When we lived in Arkansas, our last landlords were Southern Baptist, and they were nasty people because we did not fit their mode.  The female member of that family became incensed when Angie, through no fault of her own, lost her job at the school where we taught and had to go back to waitressing.  She said to me that she hadn’t thought she was renting to “that kind of folk” when she rented us the house.  She made every excuse in the book to come over early on Saturday morning when she knew my wife had worked late the night before and was sleeping in, always demanding to “talk to Angie” about this or that.  Our next door neighbor, a sweet older southern woman, told us that the woman had it out for us; and even the cleaning lady who came in as we were preparing to move out (and move back East) told us that the landlord’s wife had described the house as wrecked when it wasn’t even mildly dirty.  (The female member of the landlord couple simply hated the fact that we turned one of the front rooms into a bookroom instead of a nursery—even though books do not throw up, color the walls, mess up the carpet, etc.  The house had berber carpet in a slightly off-white, which showed every dirt speck and was the most uncomfortable carpeting I have ever set on—like prickles of a cactus telling you to get up, keep moving, keep working for the man…).  While there were certainly exceptions—and many of whom remain dear friends—I have to say that that area of the Bible Belt had an evil, evil culture that was damaging to us and which I do not miss.

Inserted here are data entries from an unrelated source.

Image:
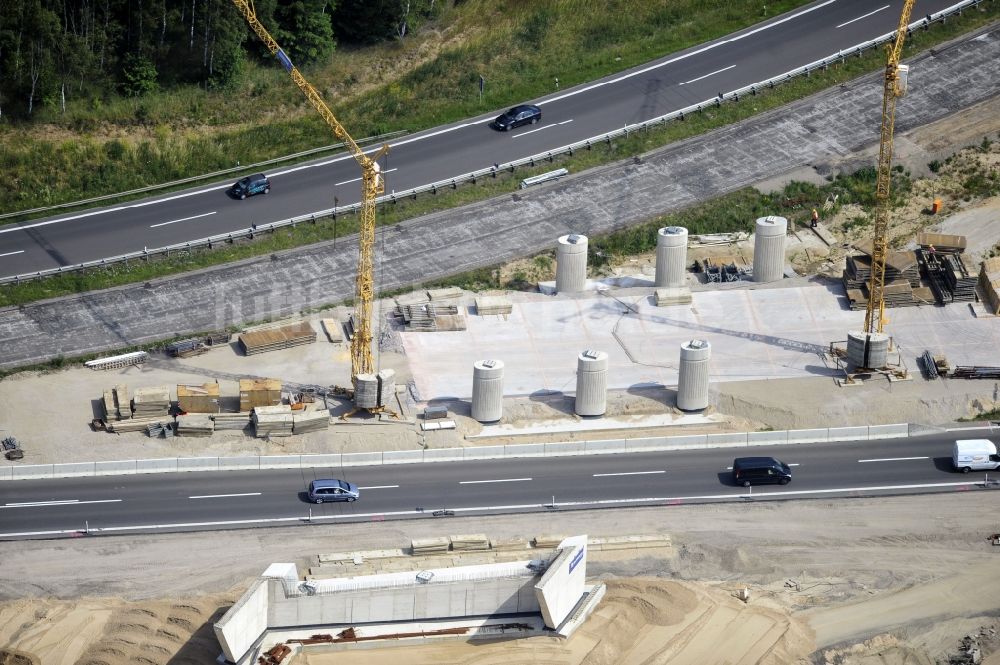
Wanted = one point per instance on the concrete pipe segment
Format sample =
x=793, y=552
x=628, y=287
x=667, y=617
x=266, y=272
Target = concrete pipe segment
x=769, y=249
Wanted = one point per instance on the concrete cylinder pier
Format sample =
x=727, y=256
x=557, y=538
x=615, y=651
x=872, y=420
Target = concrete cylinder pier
x=692, y=382
x=571, y=263
x=867, y=350
x=769, y=249
x=487, y=390
x=671, y=256
x=591, y=384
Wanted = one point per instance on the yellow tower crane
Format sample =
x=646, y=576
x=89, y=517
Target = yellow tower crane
x=895, y=86
x=372, y=185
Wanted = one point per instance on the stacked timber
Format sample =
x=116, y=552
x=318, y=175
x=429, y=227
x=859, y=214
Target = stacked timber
x=680, y=295
x=259, y=392
x=231, y=421
x=151, y=402
x=272, y=421
x=198, y=399
x=304, y=422
x=493, y=305
x=136, y=424
x=195, y=424
x=434, y=545
x=334, y=331
x=273, y=339
x=989, y=284
x=470, y=542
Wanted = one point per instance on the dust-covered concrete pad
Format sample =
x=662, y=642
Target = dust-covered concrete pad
x=755, y=334
x=817, y=130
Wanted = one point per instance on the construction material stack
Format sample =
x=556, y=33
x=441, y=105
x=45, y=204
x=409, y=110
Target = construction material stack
x=198, y=399
x=272, y=421
x=262, y=340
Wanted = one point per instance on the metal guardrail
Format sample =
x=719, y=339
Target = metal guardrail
x=204, y=176
x=533, y=160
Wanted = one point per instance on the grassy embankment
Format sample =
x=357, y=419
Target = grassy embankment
x=436, y=75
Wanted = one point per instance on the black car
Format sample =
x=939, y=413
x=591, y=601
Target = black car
x=526, y=114
x=250, y=185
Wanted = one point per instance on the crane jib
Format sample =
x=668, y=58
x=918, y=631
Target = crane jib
x=285, y=61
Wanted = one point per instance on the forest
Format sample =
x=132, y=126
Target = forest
x=55, y=51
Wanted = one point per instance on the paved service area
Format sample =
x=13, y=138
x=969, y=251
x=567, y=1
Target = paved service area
x=755, y=333
x=817, y=131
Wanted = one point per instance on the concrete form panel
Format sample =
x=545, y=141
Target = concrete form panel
x=361, y=459
x=197, y=463
x=115, y=468
x=162, y=465
x=246, y=463
x=605, y=447
x=888, y=431
x=766, y=438
x=565, y=448
x=73, y=469
x=727, y=439
x=849, y=433
x=820, y=435
x=524, y=450
x=402, y=456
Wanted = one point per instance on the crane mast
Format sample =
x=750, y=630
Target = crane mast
x=875, y=312
x=372, y=185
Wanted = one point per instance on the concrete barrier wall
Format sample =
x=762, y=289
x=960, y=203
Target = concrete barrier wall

                I guess when I die I will miss memory as well, perhaps even most of all.  I know our memories if kept will be refined and refocused, yet there now is a certain joie de vive in remembering and lamenting those who have gone on before us; a certain pain-for-pain-sake, divine delectation in the quiet languishing of a broken, grieving heart.  I think this aspect of my character, rather akin to the joyful wallowing in misery that May Sarton describes in the French writer Collette in Sarton’s journal Recovering, comes out particularly in my loving to listen to singers who have passed—Mama Cass, Minnie Ripperton, Tammi Terrell, Karen Carpenter, Ella Fitzgerald (especially her aging recordings of the ‘80s and early 90s).  I also seem to enjoy “old” but still living artists, like Willie Nelson, who is just amazing; and the late recordings of Johnny Cash and June Carter Cash (where I do not necessarily listen to their earlier recordings much if at all).  There is just a wonderful band of these aging country male and female singers that I have found very commensurate with this perhaps deliberate miserableness on my part, but that also strengthens me to live out my life strongly and forthrightly, because after you get to a certain age, you do not care what others think or how others evaluate you because you stand requisite in your own skin and in your own space.  At times, I hope I have and can achieve that level of confidence and certainty as well.